In the days that I've known him, I never heard him say my actual name and it just feels too wrong hearing it from him.


"It's not that, Eric."


"If it's not that then I don’t know what it is. But either you like it or not, accept it. You have to deal with me being in love with you."


Why does it feel so good? What is this feeling and this tingling inside my heart and stomach? While I was trying to figure out what that was, everything was silent. Until I heard him scream and when I looked, his body got on top of me, covering mine. Protecting me. And then it happened. The crash.
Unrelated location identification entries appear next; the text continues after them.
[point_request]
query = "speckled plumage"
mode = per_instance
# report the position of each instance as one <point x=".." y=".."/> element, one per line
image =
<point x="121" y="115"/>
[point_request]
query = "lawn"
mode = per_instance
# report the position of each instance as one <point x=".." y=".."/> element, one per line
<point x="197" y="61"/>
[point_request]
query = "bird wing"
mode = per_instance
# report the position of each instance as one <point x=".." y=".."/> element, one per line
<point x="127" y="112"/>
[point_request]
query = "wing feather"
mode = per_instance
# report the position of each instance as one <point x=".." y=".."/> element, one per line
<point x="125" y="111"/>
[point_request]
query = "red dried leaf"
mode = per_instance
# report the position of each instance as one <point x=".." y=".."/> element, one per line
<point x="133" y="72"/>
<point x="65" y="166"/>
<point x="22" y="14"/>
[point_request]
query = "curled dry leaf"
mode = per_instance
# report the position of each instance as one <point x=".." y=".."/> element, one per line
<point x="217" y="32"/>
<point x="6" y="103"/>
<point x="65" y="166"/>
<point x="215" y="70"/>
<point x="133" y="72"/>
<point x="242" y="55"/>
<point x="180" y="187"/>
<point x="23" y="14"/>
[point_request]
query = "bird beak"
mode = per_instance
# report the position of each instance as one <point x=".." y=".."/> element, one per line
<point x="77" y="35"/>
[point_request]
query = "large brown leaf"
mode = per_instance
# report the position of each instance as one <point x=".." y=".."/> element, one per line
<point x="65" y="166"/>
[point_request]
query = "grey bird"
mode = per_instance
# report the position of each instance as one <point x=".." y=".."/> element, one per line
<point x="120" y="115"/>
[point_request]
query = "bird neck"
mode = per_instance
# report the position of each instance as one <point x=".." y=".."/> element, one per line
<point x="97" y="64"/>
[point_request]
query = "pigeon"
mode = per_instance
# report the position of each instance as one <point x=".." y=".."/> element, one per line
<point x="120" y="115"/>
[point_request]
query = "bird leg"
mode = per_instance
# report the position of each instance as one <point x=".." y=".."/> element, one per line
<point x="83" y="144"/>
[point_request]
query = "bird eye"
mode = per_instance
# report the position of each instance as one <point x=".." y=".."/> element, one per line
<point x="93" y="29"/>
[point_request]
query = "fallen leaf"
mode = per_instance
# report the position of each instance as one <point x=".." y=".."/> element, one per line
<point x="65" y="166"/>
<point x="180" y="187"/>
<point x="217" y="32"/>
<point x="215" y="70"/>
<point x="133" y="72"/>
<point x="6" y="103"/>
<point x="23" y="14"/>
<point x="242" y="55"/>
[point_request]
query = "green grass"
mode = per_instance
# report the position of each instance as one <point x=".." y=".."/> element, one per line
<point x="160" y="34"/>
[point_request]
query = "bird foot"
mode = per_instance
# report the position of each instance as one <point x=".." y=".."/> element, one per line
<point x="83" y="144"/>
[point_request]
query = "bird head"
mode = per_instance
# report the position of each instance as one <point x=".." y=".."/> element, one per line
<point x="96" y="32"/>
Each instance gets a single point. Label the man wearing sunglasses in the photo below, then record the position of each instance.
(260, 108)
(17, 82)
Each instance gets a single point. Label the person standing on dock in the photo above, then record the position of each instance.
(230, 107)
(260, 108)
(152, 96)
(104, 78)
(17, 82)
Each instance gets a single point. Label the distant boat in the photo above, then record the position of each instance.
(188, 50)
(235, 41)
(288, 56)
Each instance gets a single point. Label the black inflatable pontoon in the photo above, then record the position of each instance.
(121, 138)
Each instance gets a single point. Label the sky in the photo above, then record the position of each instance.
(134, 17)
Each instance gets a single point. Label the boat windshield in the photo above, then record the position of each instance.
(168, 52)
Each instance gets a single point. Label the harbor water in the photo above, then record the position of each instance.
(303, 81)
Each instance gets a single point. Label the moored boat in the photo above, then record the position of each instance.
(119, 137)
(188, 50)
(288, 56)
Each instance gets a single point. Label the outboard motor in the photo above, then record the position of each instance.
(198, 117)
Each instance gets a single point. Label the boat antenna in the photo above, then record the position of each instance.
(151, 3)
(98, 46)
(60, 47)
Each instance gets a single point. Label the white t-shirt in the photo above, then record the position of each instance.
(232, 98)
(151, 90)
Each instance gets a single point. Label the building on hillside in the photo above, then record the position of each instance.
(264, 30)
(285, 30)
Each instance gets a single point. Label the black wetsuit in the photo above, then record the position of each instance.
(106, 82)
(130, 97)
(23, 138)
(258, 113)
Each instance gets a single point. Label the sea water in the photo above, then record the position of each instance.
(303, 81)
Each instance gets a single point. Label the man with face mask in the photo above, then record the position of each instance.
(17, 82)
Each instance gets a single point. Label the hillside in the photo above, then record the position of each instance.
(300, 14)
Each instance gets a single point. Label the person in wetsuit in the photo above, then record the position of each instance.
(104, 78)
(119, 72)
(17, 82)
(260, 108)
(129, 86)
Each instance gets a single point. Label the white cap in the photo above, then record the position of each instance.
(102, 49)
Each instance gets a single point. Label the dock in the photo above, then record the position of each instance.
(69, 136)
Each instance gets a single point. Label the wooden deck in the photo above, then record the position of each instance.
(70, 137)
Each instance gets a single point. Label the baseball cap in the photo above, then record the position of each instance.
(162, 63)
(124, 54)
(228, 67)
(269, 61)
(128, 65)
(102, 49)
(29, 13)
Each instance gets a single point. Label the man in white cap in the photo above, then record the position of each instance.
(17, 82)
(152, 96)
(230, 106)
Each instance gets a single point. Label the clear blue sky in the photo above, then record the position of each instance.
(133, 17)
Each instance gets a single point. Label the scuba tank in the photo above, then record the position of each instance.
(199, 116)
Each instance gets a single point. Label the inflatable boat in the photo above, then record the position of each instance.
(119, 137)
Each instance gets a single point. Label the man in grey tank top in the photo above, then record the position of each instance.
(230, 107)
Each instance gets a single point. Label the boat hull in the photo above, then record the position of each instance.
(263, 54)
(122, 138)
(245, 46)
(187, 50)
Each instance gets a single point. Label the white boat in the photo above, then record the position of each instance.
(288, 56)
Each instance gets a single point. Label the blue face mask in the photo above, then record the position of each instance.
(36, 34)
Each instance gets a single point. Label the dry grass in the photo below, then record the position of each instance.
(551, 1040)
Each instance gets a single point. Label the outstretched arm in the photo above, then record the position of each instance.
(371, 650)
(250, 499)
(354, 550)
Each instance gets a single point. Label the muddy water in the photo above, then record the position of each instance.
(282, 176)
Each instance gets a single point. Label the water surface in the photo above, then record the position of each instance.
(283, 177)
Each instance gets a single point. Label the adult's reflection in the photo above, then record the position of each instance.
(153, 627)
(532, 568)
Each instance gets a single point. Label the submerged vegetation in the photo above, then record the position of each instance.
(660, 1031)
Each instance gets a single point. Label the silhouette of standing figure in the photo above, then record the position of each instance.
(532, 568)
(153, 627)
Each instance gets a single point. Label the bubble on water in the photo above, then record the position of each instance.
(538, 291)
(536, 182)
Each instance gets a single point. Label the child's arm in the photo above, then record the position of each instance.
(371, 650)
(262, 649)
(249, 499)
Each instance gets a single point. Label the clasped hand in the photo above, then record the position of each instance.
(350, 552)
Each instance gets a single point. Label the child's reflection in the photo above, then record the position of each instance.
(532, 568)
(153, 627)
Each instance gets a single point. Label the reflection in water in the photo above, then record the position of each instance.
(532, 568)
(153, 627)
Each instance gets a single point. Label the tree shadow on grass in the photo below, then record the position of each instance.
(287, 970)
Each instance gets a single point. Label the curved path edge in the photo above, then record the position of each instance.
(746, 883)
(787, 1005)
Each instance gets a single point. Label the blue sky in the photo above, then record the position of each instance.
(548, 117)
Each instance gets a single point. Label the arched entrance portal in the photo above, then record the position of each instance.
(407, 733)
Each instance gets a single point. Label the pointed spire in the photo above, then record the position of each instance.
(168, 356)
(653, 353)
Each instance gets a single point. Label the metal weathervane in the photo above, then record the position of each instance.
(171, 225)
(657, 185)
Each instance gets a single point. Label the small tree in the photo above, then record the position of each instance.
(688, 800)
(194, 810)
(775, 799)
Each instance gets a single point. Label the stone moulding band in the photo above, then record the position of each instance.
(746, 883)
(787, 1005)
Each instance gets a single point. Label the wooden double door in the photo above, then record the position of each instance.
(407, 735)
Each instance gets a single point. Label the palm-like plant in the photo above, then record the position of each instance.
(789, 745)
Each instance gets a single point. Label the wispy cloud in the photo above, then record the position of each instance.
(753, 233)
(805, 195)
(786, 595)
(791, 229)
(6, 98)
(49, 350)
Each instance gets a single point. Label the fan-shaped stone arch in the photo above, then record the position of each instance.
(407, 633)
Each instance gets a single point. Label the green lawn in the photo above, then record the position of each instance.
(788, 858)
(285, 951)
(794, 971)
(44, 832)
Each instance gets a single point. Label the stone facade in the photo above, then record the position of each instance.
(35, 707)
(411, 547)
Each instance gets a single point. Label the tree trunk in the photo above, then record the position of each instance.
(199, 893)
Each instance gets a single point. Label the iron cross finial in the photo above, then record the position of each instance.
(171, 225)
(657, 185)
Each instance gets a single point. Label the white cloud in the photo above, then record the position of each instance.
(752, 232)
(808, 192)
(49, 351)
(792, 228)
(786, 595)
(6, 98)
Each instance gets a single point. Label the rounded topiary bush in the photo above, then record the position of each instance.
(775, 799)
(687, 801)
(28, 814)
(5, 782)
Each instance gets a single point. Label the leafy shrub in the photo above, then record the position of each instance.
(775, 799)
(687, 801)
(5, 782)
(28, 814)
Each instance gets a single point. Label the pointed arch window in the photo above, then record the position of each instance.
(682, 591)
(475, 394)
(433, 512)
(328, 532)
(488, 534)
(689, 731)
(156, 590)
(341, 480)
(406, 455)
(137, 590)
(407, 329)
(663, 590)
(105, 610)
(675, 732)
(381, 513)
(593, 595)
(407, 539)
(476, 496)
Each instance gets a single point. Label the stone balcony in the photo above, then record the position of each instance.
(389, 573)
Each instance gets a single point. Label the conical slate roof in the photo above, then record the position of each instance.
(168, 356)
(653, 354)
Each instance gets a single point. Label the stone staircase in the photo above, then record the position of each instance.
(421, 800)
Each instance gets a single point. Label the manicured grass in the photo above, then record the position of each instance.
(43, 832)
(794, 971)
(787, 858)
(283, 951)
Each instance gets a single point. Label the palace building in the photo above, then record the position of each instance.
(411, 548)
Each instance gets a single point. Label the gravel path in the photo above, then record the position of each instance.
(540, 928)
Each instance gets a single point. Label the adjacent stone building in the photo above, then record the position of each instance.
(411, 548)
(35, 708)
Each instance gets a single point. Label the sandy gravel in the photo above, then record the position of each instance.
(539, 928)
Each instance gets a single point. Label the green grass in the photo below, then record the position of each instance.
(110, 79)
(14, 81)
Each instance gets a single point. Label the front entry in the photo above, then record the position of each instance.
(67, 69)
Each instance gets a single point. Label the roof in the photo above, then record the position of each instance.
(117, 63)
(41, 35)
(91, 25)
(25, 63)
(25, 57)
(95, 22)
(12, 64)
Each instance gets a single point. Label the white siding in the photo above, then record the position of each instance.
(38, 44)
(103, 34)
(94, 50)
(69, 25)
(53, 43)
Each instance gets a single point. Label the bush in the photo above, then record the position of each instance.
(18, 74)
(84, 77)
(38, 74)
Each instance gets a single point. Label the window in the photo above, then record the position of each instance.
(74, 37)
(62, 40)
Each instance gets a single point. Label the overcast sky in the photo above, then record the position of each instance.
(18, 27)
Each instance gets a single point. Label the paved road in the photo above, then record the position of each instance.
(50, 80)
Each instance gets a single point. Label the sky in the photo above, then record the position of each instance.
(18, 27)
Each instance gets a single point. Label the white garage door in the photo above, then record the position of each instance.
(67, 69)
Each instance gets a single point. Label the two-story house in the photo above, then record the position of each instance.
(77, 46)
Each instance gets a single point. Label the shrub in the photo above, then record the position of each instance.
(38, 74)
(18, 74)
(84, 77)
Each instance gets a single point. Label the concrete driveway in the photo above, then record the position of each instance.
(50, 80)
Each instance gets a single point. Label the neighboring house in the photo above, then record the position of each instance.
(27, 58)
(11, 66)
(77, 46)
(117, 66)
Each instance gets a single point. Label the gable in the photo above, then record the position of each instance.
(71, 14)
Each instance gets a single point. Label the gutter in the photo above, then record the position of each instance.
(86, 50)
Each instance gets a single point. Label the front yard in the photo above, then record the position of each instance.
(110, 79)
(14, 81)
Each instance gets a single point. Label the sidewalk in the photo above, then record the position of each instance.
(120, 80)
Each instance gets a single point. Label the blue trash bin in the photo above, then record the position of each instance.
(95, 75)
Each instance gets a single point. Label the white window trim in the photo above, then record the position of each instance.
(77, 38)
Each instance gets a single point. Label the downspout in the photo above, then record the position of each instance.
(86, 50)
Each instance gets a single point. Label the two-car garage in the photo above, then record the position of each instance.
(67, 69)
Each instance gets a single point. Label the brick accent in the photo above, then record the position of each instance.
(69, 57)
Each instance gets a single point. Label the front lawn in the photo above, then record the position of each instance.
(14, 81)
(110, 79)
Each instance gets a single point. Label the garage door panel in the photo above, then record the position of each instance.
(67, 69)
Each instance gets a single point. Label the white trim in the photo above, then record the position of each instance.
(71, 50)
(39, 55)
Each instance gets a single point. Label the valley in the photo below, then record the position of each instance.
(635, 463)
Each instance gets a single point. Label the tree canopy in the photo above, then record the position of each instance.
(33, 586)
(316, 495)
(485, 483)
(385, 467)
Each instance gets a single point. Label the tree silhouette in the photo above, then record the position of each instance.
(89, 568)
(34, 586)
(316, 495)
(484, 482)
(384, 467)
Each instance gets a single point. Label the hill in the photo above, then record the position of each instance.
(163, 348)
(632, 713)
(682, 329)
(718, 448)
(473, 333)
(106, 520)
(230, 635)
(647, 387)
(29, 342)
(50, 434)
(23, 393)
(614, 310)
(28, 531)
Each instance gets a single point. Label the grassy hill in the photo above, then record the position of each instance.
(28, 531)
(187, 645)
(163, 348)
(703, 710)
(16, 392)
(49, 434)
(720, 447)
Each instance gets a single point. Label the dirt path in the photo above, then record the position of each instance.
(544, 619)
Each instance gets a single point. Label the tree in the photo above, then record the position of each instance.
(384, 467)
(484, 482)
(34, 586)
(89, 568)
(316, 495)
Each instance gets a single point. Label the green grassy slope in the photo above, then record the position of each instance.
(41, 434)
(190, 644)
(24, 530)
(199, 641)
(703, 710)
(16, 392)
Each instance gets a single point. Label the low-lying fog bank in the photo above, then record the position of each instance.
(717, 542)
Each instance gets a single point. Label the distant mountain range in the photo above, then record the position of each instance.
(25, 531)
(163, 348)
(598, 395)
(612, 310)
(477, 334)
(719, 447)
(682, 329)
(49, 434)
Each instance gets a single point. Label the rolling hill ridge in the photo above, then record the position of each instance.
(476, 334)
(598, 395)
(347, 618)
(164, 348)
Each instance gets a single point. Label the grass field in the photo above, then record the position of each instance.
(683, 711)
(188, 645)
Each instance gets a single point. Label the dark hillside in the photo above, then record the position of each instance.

I can feel some strong force hitting my head and for a second I felt peace. But a few moments later I heard Eric. He was gasping for air, screaming out of pain. He screamed my name and I tried to talk or touch him but it felt so hard.


'Liz.'


That’s the name he screamed.


And that was what gave me courage.


Don’t die, Elizabeth.


No matter how much you wanted it once, don’t die.


Live.


Live to love him.


Live to be his Liz.


But I can't, I thought. My past is holding me back.


Erase it, then. For him. For Ric.


My mind felt lighter. Like some weight finally got off.


And suddenly, I was really at peace.